La revelación de lo ficticio del relato inclusive fue respondida con la negación de algunos
que quedaron ilusionados – y huelga decirlo, algunas amistades entre los patriotas quedaron
fatalmente lesionadas por el desplome del mito. En fin, Seva fue una Ultima Thule, una Atlántida
a los pies de los cerros del Yunque, quizá no hundida por un terremoto de comando divino, sino
sepultada por el cataclismo humano de un general genocida, el tal Miles, de reputación por ser el
invasor primero de los estadounidenses por Guánica.

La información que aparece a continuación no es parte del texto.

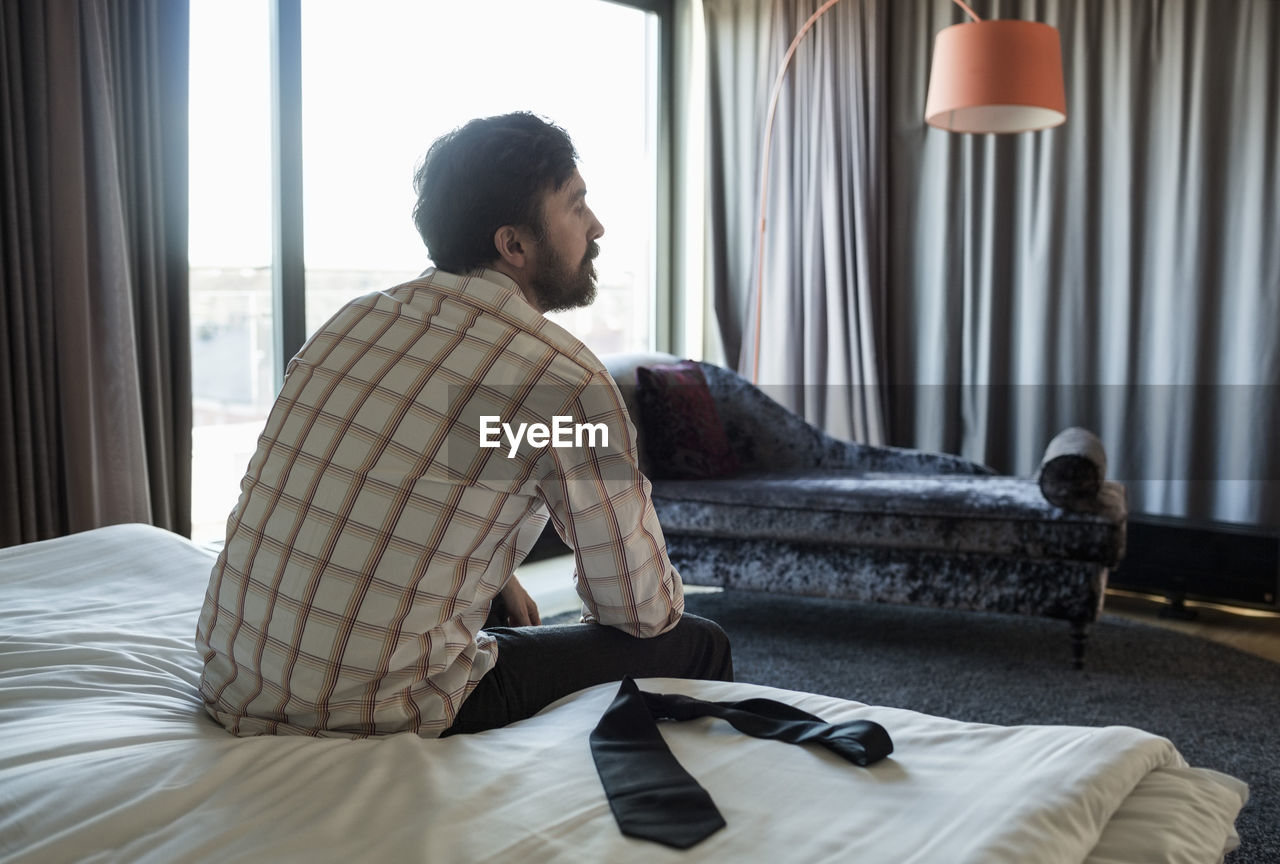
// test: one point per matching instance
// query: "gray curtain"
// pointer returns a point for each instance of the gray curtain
(823, 311)
(95, 384)
(1120, 272)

Y aunque Seva hoy es provincia de la anécdota y un cuento de cierta calidad técnica por
derecho propio, Atlántida y otros países imaginarios hundidos, perdidos o evaporados siguen
siendo realísimos en su papel ideológico. Estos mundos no son realidades perdidas porque lo
hayan dicho así los geólogos, los historiadores o los astrofísicos. No los podemos despachar
como puras entelequias. Son “realidades presentes” porque su imagen y su “recuerdo”, antítesis
de un presente sin esperanza, le dan cierta materialidad cuando se hacen creadoras de esa efímera
centella de la ilusión que atiza la creación y la investigación humanas, así como el consuelo y la
esperanza de un futuro distinto y hermoso para la humanidad.